Czułam, że z trudem nad sobą panuje, że najchętniej rąbnąłby pięścią w stół, a zaraz potem wyrzucił mnie za drzwi. Nie zrobił jednak tego, ale i nie ustąpił, nie przyznał mi racji. Żadne rozmowy, żadne argumenty nie działały, nie dawały efektów. On wiedział lepiej i on podejmował decyzje. Najgorzej, że nikt nie chciał trzymać mojej strony. Nie wiedziałam dlaczego, przecież miałam prawo zatrzymać wnuki blisko siebie. Moja siostra bez chwili zastanowienia przyznała rację Wiktorowi.

– Dzieciakom będzie tam łatwiej – stwierdziła. – I Wiktorowi również.

– Niby w czym będzie im tam łatwiej?!

Łatwiej będzie im zacząć wszystko od początku – odpowiedziała z zastanowieniem i smutkiem w głosie. – Łatwiej zapomnieć.

– Ty chyba zwariowałaś! – wybuchłam. – Co niby mają zapomnieć? O matce mają zapomnieć?

– No nie – wycofała się natychmiast siostra. – Ja nie tak chciałam, przepraszam cię, tylko wydaje mi się. Sama zresztą nie wiem. Przepraszam.

Całkiem się załamałam

– Ciekawe, co byś mówiła, gdybyś była na moim miejscu?

– Przepraszam, Marysiu, przepraszam – powtórzyła, ale czułam, że w głębi duszy trzyma stronę Wiktora.

Kiedy nawet mój mąż stwierdził, że Wiktor ma prawo mieszkać tam, gdzie chce, a dzieci są jego, więc zabiera je ze sobą, całkiem się załamałam.

– Ale przecież to są nasze wnuki, jedyne dzieci naszej Gosi.
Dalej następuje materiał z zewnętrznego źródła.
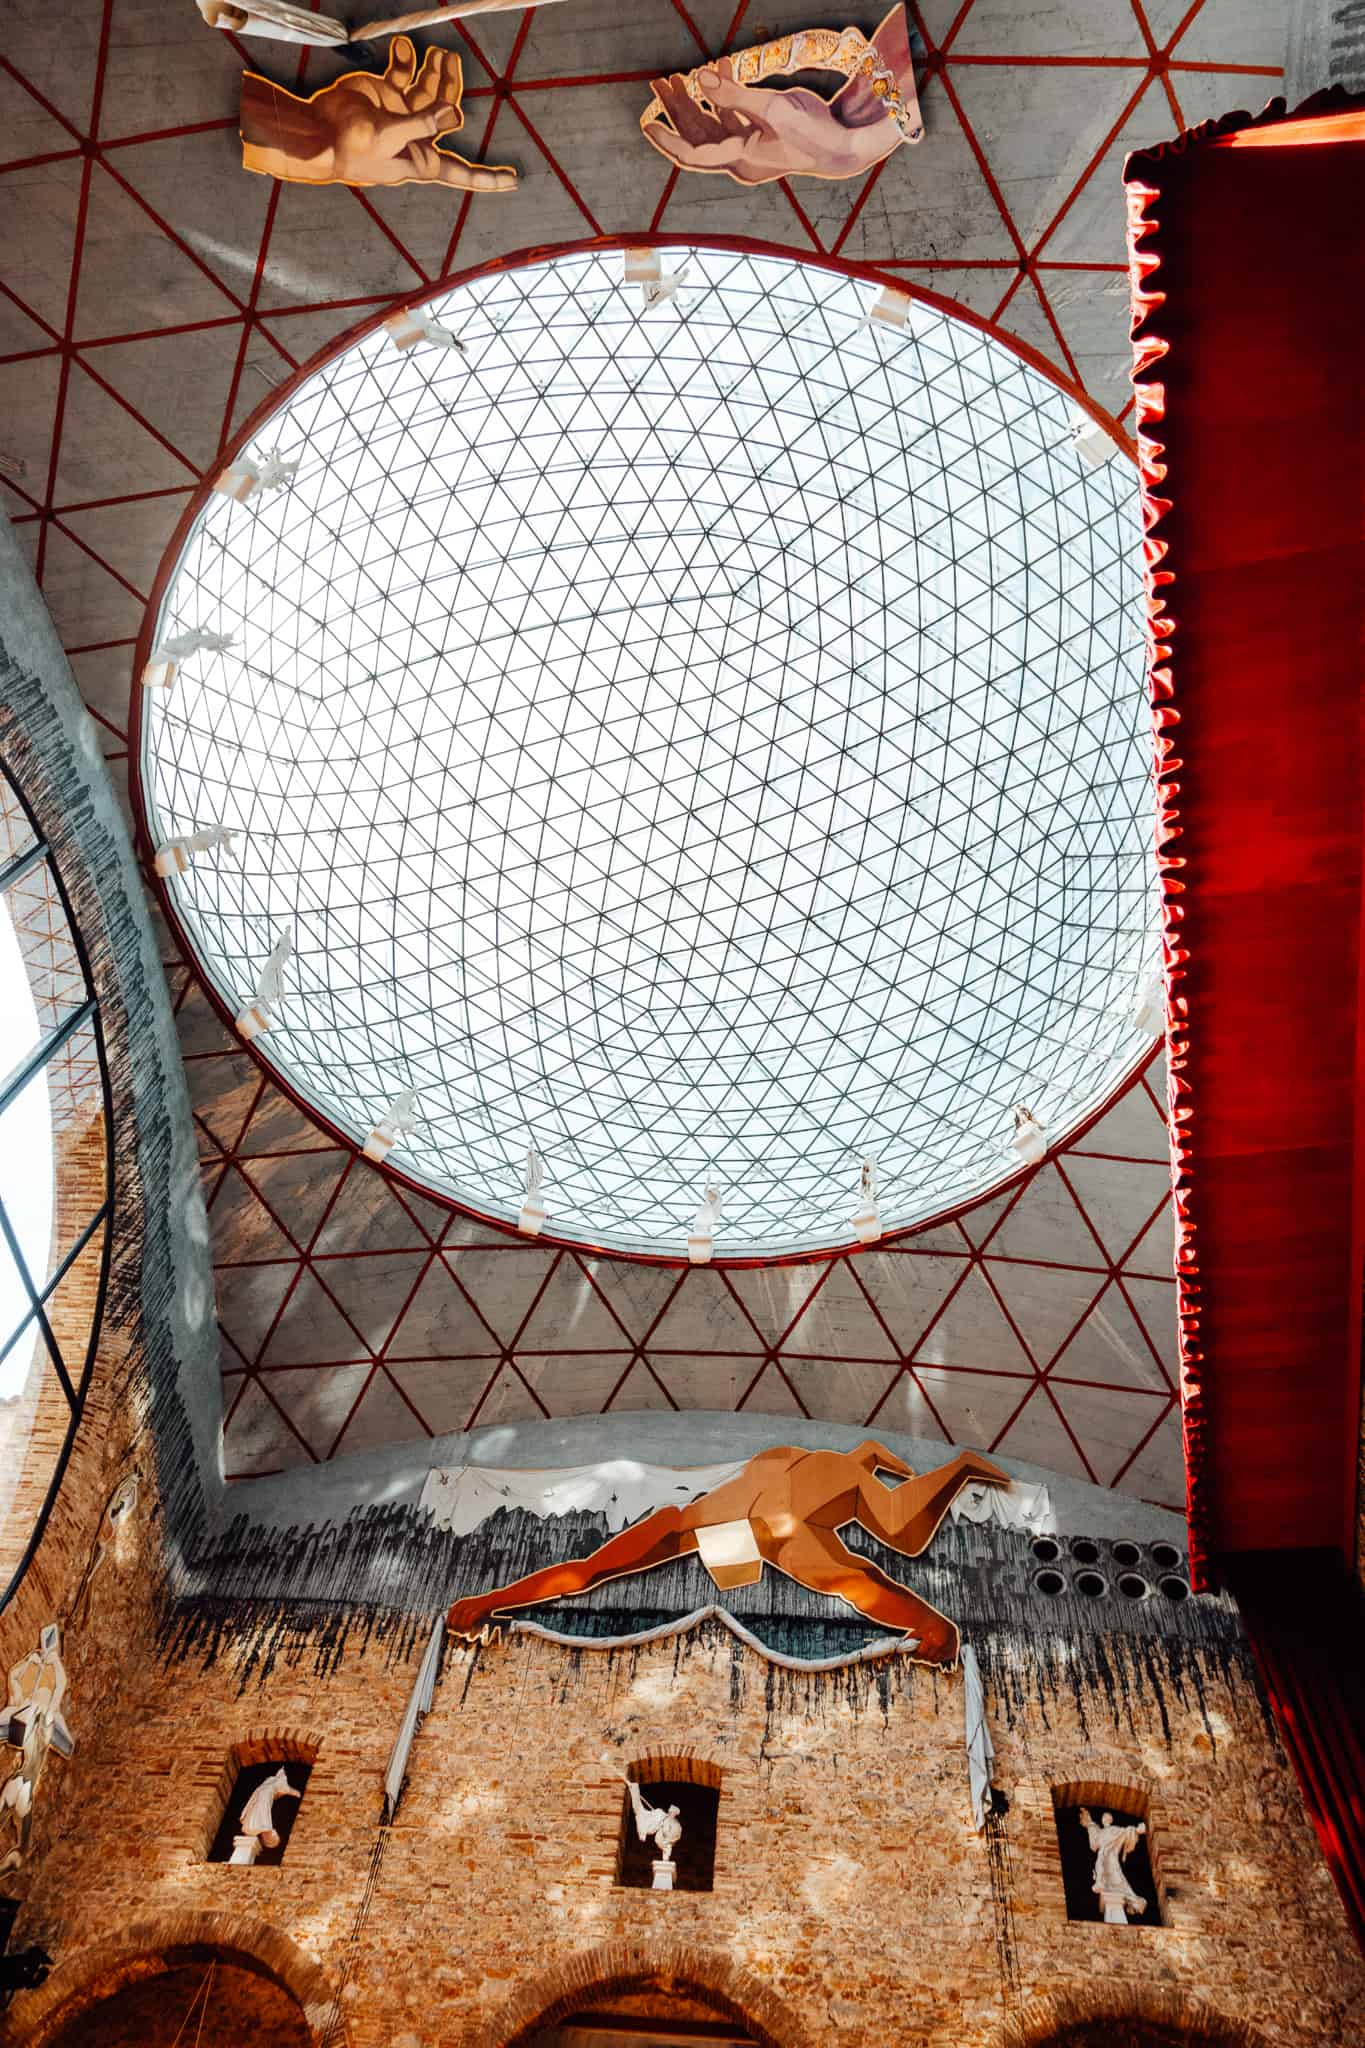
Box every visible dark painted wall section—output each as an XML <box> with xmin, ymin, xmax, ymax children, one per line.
<box><xmin>0</xmin><ymin>512</ymin><xmax>223</xmax><ymax>1586</ymax></box>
Jak ty możesz tak spokojnie do tego podchodzić? – denerwowałam się.

Przecież będziemy je odwiedzać, będą przyjeżdżać na wakacje.

– Akurat! Na wakacje to się jeździ w ciekawe miejsca, nawet na wieś, a nie do dużego miasta.

– No to my będziemy jeździć do nich.

– Szybko się przekonasz, że tak ci się tylko wydaje. Zabierze je stąd i całkiem je stracimy.

– A co ty byś chciała? Żeby porzucił dzieci? Żeby nam je po prostu zostawił?

Dopiero po tych słowach przyszło mi na myśl, że tak właśnie bym chciała. Chyba jednak niepotrzebnie zaproponowałam to Wiktorowi, bo strasznie się rozzłościł.

– Co mama sobie wyobraża? Jak w ogóle mama może proponować mi coś takiego? – krzyczał. – Moje dzieci straciły już matkę, a teraz ja mam je po prostu oddać, porzucić, zostawić? Za kogo mama mnie ma?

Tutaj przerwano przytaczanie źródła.